Back in court, Little Jacob Ray tearfully testifies about the way he felt when he heard Kendall Stevens's commentary. Ling goes up to cross-examine, calling Jacob "honey" and warming him up with some sweet talk. Then she talks about the implausibility of eight reindeer hauling a guy around the world in one night. She wonders how the boy could believe that, since he can read and he's been on a plane. "Are you retarded, Jacob?" she asks. At this point I feel compelled to mention that I have a son named Jacob who is also eight years old. What a coincidence. Ling finally gets little Jacob Ray (Ray is my husband's middle name. We often jokingly call our son Jacob Ray.) to admit that the idea of Santa Claus is stupid. John smirks.
In his office, Larry wears a blinking red ball on his nose and apologizes to Ally for being a wet blanket. He clicks a remote and the nose turns blue. Ally hauls him off to see Elaine's performance.
Elaine giver her heart-rending rendition of "Tomorrow" while her co-workers look uncomfortable. Mark's the only one smiling. Kimmy and her mom are singing along, though. Then everyone in the bar sings along except the Fish & Cagers. These people are supposed to be Elaine's friends, aren't they? Larry does the final harmonizing note jokingly.
The pantyhose commercial that I hate comes on. It's the one about a woman meeting her husband's new female colleague at an office party. Subtitles show us that the woman is insecure because the colleague is "a waif." Then we're shown the product being advertised, which is control-top pantyhose. The voice-over says, "We know how it is." This commercial is the perfect complement to Ally McBeal because its message is confusing and offensive at the same time. Are they telling us that the colleague looks thin because she wears control-top hose? Or are we supposed to believe that we can keep our husbands from having affairs by wearing the hose, ourselves?
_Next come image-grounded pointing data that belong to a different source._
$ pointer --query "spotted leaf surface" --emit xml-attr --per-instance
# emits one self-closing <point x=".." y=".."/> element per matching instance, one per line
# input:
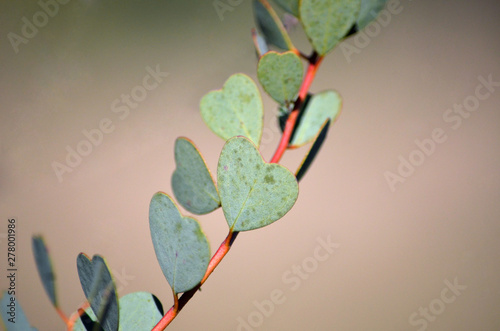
<point x="253" y="193"/>
<point x="181" y="247"/>
<point x="281" y="75"/>
<point x="326" y="22"/>
<point x="235" y="110"/>
<point x="192" y="182"/>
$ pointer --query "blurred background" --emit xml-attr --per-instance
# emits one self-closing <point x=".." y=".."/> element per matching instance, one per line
<point x="415" y="235"/>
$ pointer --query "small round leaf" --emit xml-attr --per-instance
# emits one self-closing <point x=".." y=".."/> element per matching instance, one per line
<point x="192" y="183"/>
<point x="181" y="247"/>
<point x="235" y="110"/>
<point x="280" y="75"/>
<point x="100" y="289"/>
<point x="326" y="22"/>
<point x="253" y="193"/>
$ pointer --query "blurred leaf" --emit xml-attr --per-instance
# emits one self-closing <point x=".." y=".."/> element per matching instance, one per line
<point x="326" y="22"/>
<point x="44" y="266"/>
<point x="281" y="75"/>
<point x="322" y="106"/>
<point x="369" y="11"/>
<point x="192" y="182"/>
<point x="311" y="155"/>
<point x="235" y="110"/>
<point x="270" y="25"/>
<point x="259" y="43"/>
<point x="291" y="6"/>
<point x="253" y="193"/>
<point x="13" y="316"/>
<point x="100" y="290"/>
<point x="181" y="247"/>
<point x="139" y="311"/>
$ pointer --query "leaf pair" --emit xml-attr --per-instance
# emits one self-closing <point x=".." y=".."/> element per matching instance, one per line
<point x="325" y="22"/>
<point x="237" y="110"/>
<point x="252" y="193"/>
<point x="138" y="311"/>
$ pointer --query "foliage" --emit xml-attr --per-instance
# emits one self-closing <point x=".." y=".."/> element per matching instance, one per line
<point x="253" y="193"/>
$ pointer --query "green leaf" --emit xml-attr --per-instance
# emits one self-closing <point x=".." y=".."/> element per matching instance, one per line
<point x="181" y="247"/>
<point x="322" y="106"/>
<point x="270" y="25"/>
<point x="100" y="290"/>
<point x="291" y="6"/>
<point x="369" y="11"/>
<point x="326" y="22"/>
<point x="192" y="182"/>
<point x="139" y="311"/>
<point x="44" y="266"/>
<point x="311" y="155"/>
<point x="13" y="315"/>
<point x="281" y="75"/>
<point x="235" y="110"/>
<point x="253" y="193"/>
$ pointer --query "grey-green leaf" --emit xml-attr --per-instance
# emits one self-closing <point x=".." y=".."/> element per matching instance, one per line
<point x="138" y="312"/>
<point x="369" y="11"/>
<point x="270" y="25"/>
<point x="281" y="75"/>
<point x="253" y="193"/>
<point x="181" y="247"/>
<point x="326" y="22"/>
<point x="235" y="110"/>
<point x="192" y="182"/>
<point x="13" y="315"/>
<point x="291" y="6"/>
<point x="322" y="106"/>
<point x="99" y="289"/>
<point x="44" y="267"/>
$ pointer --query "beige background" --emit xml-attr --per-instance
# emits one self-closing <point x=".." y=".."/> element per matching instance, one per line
<point x="397" y="249"/>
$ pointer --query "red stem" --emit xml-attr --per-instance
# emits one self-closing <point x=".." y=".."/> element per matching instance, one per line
<point x="314" y="63"/>
<point x="186" y="296"/>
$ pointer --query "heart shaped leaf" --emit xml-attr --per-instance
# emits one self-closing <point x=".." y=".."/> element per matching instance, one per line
<point x="235" y="110"/>
<point x="44" y="266"/>
<point x="322" y="106"/>
<point x="13" y="315"/>
<point x="138" y="311"/>
<point x="270" y="25"/>
<point x="192" y="183"/>
<point x="281" y="75"/>
<point x="253" y="193"/>
<point x="368" y="12"/>
<point x="326" y="22"/>
<point x="181" y="247"/>
<point x="291" y="6"/>
<point x="99" y="289"/>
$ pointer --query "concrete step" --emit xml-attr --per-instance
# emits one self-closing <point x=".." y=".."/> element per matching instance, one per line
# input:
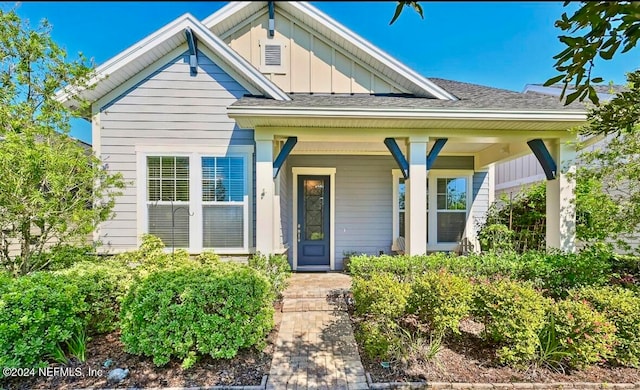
<point x="314" y="304"/>
<point x="316" y="292"/>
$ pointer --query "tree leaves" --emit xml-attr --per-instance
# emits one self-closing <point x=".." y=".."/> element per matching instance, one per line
<point x="401" y="4"/>
<point x="597" y="29"/>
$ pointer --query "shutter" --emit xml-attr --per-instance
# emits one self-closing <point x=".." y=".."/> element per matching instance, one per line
<point x="223" y="226"/>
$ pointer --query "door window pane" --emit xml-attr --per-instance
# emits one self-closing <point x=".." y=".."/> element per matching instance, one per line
<point x="314" y="209"/>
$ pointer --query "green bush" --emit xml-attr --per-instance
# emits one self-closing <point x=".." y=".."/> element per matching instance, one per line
<point x="583" y="332"/>
<point x="383" y="296"/>
<point x="64" y="256"/>
<point x="102" y="285"/>
<point x="184" y="312"/>
<point x="622" y="308"/>
<point x="558" y="272"/>
<point x="37" y="312"/>
<point x="513" y="314"/>
<point x="378" y="338"/>
<point x="275" y="267"/>
<point x="441" y="300"/>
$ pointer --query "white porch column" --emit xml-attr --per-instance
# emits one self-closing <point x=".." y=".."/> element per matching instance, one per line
<point x="561" y="207"/>
<point x="416" y="197"/>
<point x="264" y="193"/>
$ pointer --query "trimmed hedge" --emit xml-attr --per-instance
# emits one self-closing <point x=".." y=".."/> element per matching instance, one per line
<point x="441" y="300"/>
<point x="583" y="332"/>
<point x="513" y="314"/>
<point x="102" y="286"/>
<point x="185" y="312"/>
<point x="37" y="312"/>
<point x="622" y="308"/>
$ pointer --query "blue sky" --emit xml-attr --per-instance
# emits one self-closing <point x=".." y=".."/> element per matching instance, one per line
<point x="499" y="44"/>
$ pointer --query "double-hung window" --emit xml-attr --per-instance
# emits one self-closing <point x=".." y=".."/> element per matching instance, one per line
<point x="223" y="203"/>
<point x="168" y="199"/>
<point x="198" y="201"/>
<point x="447" y="208"/>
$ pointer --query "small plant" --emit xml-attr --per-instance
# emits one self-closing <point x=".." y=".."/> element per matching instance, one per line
<point x="381" y="297"/>
<point x="550" y="352"/>
<point x="441" y="300"/>
<point x="58" y="355"/>
<point x="77" y="345"/>
<point x="621" y="307"/>
<point x="275" y="267"/>
<point x="514" y="313"/>
<point x="584" y="333"/>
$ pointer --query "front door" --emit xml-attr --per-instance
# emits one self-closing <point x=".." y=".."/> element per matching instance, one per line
<point x="313" y="220"/>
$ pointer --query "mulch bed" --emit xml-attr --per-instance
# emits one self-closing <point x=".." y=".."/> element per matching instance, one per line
<point x="468" y="359"/>
<point x="246" y="369"/>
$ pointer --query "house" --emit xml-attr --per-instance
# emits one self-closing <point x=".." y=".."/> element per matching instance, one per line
<point x="516" y="174"/>
<point x="270" y="127"/>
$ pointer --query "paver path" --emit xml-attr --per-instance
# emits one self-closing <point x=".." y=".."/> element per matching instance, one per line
<point x="315" y="348"/>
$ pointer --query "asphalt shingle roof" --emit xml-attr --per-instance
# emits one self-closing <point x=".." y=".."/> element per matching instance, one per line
<point x="471" y="96"/>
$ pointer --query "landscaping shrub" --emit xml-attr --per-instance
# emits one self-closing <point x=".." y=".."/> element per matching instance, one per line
<point x="102" y="285"/>
<point x="184" y="312"/>
<point x="37" y="312"/>
<point x="558" y="272"/>
<point x="383" y="296"/>
<point x="622" y="308"/>
<point x="441" y="300"/>
<point x="584" y="333"/>
<point x="513" y="313"/>
<point x="378" y="338"/>
<point x="64" y="256"/>
<point x="275" y="267"/>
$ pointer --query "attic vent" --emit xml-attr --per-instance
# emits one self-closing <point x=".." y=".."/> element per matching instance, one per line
<point x="273" y="55"/>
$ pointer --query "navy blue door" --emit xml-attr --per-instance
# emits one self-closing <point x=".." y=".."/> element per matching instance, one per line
<point x="313" y="220"/>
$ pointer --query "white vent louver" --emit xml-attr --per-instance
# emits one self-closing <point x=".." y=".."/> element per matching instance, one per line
<point x="273" y="55"/>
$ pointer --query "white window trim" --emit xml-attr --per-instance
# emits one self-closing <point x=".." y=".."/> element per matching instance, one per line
<point x="432" y="222"/>
<point x="434" y="175"/>
<point x="331" y="172"/>
<point x="195" y="154"/>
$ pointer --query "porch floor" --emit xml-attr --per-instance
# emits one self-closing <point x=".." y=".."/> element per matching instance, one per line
<point x="316" y="348"/>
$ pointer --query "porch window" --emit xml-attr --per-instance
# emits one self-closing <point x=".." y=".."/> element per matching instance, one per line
<point x="451" y="208"/>
<point x="223" y="202"/>
<point x="168" y="199"/>
<point x="399" y="206"/>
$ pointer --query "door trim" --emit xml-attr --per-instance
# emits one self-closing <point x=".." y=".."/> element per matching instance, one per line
<point x="331" y="172"/>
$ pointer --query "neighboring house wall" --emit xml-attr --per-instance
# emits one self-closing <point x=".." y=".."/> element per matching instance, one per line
<point x="310" y="63"/>
<point x="514" y="175"/>
<point x="171" y="108"/>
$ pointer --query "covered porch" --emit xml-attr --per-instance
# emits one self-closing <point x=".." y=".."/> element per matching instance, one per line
<point x="439" y="162"/>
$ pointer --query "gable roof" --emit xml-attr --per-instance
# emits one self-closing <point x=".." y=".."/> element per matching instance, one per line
<point x="468" y="97"/>
<point x="235" y="13"/>
<point x="139" y="56"/>
<point x="605" y="92"/>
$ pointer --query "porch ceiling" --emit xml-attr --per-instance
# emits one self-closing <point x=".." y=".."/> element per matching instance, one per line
<point x="316" y="147"/>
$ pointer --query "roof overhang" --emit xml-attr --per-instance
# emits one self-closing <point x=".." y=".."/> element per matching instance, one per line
<point x="235" y="12"/>
<point x="397" y="118"/>
<point x="136" y="58"/>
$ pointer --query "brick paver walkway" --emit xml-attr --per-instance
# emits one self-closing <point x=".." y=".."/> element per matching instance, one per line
<point x="315" y="347"/>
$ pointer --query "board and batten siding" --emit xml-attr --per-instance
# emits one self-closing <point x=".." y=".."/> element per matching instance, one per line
<point x="364" y="200"/>
<point x="310" y="62"/>
<point x="170" y="107"/>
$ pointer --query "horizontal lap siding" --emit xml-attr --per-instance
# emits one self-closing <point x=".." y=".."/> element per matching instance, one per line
<point x="170" y="107"/>
<point x="363" y="201"/>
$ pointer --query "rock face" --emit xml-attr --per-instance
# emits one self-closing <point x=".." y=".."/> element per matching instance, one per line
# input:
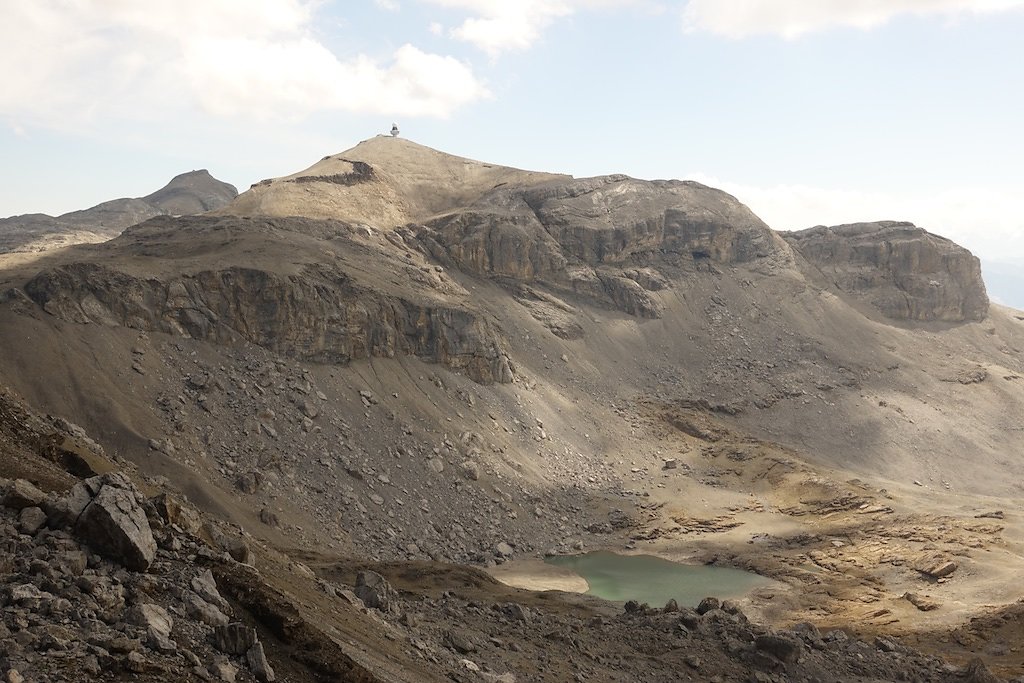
<point x="316" y="314"/>
<point x="904" y="271"/>
<point x="606" y="238"/>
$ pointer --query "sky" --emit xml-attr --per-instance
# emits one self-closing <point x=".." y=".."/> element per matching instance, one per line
<point x="811" y="112"/>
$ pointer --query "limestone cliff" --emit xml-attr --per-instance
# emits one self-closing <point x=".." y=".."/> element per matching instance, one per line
<point x="607" y="238"/>
<point x="320" y="311"/>
<point x="906" y="272"/>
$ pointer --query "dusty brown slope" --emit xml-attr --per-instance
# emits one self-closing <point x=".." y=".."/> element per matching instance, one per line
<point x="192" y="193"/>
<point x="280" y="361"/>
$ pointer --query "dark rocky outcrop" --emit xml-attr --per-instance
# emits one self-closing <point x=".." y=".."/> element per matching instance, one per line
<point x="316" y="315"/>
<point x="605" y="238"/>
<point x="904" y="271"/>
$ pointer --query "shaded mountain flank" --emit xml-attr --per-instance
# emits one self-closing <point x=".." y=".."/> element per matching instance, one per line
<point x="439" y="371"/>
<point x="193" y="193"/>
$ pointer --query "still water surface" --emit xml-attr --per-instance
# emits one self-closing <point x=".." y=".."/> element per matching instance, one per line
<point x="654" y="581"/>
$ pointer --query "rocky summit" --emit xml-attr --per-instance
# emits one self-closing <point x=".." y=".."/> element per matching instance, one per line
<point x="193" y="193"/>
<point x="330" y="431"/>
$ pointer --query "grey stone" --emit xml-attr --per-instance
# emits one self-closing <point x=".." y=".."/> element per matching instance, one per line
<point x="31" y="520"/>
<point x="233" y="638"/>
<point x="150" y="615"/>
<point x="199" y="608"/>
<point x="783" y="647"/>
<point x="115" y="524"/>
<point x="23" y="494"/>
<point x="709" y="604"/>
<point x="375" y="592"/>
<point x="258" y="664"/>
<point x="206" y="587"/>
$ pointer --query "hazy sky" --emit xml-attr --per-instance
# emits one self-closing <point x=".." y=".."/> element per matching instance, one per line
<point x="809" y="111"/>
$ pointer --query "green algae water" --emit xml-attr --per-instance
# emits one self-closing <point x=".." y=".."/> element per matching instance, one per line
<point x="655" y="581"/>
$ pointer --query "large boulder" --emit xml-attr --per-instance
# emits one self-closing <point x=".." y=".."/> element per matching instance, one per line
<point x="375" y="592"/>
<point x="114" y="522"/>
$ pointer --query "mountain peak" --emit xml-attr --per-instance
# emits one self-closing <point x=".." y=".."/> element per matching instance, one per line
<point x="383" y="181"/>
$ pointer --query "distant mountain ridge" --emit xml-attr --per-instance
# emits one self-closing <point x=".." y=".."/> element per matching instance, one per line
<point x="192" y="193"/>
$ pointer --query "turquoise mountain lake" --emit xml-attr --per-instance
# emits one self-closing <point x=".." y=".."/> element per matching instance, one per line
<point x="655" y="581"/>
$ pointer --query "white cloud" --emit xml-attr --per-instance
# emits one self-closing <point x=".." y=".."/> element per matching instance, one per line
<point x="989" y="222"/>
<point x="791" y="18"/>
<point x="68" y="63"/>
<point x="499" y="26"/>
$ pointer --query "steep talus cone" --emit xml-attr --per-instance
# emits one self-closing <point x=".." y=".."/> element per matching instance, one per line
<point x="906" y="272"/>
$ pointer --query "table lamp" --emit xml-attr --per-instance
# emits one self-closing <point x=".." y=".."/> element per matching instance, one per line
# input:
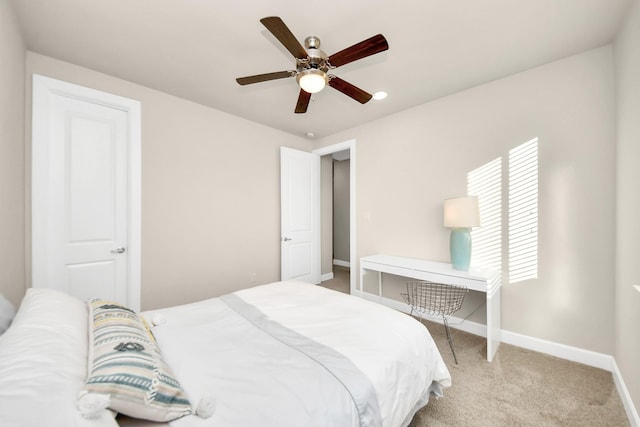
<point x="460" y="214"/>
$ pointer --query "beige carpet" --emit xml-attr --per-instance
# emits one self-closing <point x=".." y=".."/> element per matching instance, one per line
<point x="518" y="388"/>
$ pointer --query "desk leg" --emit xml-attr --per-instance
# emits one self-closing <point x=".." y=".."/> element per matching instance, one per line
<point x="494" y="324"/>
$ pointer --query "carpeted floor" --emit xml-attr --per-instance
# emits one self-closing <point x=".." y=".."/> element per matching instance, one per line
<point x="518" y="388"/>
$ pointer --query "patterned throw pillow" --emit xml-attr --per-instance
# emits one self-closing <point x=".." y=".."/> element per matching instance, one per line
<point x="125" y="363"/>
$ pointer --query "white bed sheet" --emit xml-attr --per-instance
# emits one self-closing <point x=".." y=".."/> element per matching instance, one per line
<point x="256" y="379"/>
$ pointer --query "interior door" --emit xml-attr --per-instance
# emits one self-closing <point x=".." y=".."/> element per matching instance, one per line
<point x="84" y="231"/>
<point x="300" y="215"/>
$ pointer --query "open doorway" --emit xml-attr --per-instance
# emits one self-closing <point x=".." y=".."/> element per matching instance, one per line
<point x="338" y="215"/>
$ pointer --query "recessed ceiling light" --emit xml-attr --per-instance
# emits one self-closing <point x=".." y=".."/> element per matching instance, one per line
<point x="380" y="95"/>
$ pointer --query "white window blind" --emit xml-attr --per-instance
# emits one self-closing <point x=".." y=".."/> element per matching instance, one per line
<point x="486" y="183"/>
<point x="523" y="212"/>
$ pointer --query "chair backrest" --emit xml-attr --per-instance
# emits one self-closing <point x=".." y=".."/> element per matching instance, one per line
<point x="434" y="298"/>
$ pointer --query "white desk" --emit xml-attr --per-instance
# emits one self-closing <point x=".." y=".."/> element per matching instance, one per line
<point x="477" y="279"/>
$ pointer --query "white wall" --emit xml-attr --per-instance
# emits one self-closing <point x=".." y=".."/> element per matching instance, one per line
<point x="409" y="162"/>
<point x="12" y="54"/>
<point x="210" y="191"/>
<point x="627" y="299"/>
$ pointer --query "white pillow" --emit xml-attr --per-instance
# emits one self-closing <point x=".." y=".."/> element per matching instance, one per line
<point x="43" y="363"/>
<point x="7" y="312"/>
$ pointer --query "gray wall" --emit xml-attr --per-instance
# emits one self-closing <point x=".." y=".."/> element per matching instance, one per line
<point x="326" y="216"/>
<point x="12" y="211"/>
<point x="627" y="299"/>
<point x="341" y="218"/>
<point x="410" y="162"/>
All I know for sure is that the woman in the commercial is insecure about weight issues, and that we're being asked to buy a product that makes us uncomfortable but slim-looking. I think they should have just shown the wife punching the colleague with lots of silly CGI effects. Then the husband could say, "She's the most amazing woman on earth!" to the camera, and we'd all feel just as good about ourselves. And I still wouldn't buy the pantyhose, either.
At the courthouse, Larry runs into Kimmy. She's there to see her John's closing. Larry has some time, so he goes along. Okay, this is it. This is the most contrived scene. John starts out saying that Kendall Stevens wasn't traumatizing children -- he was trying to protect them from trauma. Then John segues into something smarmy about adults needing Santa more than children do. Then that turns into a piece of tripe about Stevens safeguarding the "sacred union" between parent and child. Larry looks like a sad robot, presumably because he hasn't had any kind of union with his son for the past four years. The defense attorney states that WKGB has the right to terminate Stevens for violating viewers' trust and employers' wishes. Get it? They're called WKGB because they're restricting Stevens's right to tell the truth. So they're commie pinkoes. Did you get it?